I took advantage of that to sit in the first-class lounge at Aberdeen, have some tea and biscuits, and use the shower to make myself a little less smelly after my morning’s walk!


The journey was indeed nice and comfortable as well as scenic, and I got some tea, orange juice, water, a chickpea salad and a nice lemony dessert pot from the catering!

I met up with Little S, and we had a jolly time that evening and the next morning. We got dinner in a pub that, although rather noisy, did serve us some “veggie haggis bonbons” that I rather enjoyed.
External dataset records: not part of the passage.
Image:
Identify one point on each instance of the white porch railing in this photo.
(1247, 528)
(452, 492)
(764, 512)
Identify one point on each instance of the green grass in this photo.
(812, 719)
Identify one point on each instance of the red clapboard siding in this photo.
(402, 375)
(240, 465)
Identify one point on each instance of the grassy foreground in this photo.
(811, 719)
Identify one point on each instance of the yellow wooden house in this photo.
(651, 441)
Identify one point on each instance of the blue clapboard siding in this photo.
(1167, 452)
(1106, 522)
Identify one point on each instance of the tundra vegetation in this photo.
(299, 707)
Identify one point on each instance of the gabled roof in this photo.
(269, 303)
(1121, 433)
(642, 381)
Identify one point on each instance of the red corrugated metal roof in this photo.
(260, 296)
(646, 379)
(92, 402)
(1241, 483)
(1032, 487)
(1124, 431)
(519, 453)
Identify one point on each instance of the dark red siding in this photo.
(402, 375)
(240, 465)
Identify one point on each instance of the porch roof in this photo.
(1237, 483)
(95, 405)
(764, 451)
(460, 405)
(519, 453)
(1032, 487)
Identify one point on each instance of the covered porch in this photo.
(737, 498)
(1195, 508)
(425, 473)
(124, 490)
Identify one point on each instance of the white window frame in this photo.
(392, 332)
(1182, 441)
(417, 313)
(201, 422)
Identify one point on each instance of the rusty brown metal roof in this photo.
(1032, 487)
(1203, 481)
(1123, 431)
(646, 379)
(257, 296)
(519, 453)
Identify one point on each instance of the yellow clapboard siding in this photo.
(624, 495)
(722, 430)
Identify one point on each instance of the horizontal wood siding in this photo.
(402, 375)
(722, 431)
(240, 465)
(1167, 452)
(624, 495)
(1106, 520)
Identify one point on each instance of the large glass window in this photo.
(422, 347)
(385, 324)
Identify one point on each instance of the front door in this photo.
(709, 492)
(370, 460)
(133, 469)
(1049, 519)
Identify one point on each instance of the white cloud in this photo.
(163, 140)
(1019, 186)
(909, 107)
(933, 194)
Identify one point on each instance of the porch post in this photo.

We lazed around in her Little S’s flat chatting in the evening, and in the morning got a tram up to Leith for a bit of a wander, looking in some shops and having some brunch, before I left for home at lunchtime.

Closing remarks
That was it! The end of my trip, which I have to say I really enjoyed.
As discussed in my last post, I did the trip to see how comfortable I’d find doing a long-distance walk while camping (and carrying camping equipment). In terms of the camping, my comments in the “Thoughts on camping” section of that last post still stand – i.e. I can do it, it’s adequate, but it’s a lot of faff and a lot less comfortable than being in a real building, so I expect I’ll only do it where there’s a good reason, like letting me access somewhere I couldn’t get to otherwise.
In terms of the hiking, I feel like things went pretty well! I walked 7, 15, 14, 18, 14, 0, 21 and 7 miles on each day, having my full pack for all except the 21-mile one, and doing some fairly serious ascent and descent. While I decided to do a lighter pack on the penultimate day, it was out of just not really wanting to, rather than feeling like I couldn’t. I didn’t get any injuries or aggravate my joints as far as I know. So while I don’t know for certain whether a longer walk would cause me issues, I’d be willing to try out, say, a two week hike with a couple of rest days, and feel pretty optimistic that it’d go well. In the end, I didn’t do a long-distance walk during my career break, but I’d still like to try it sometime!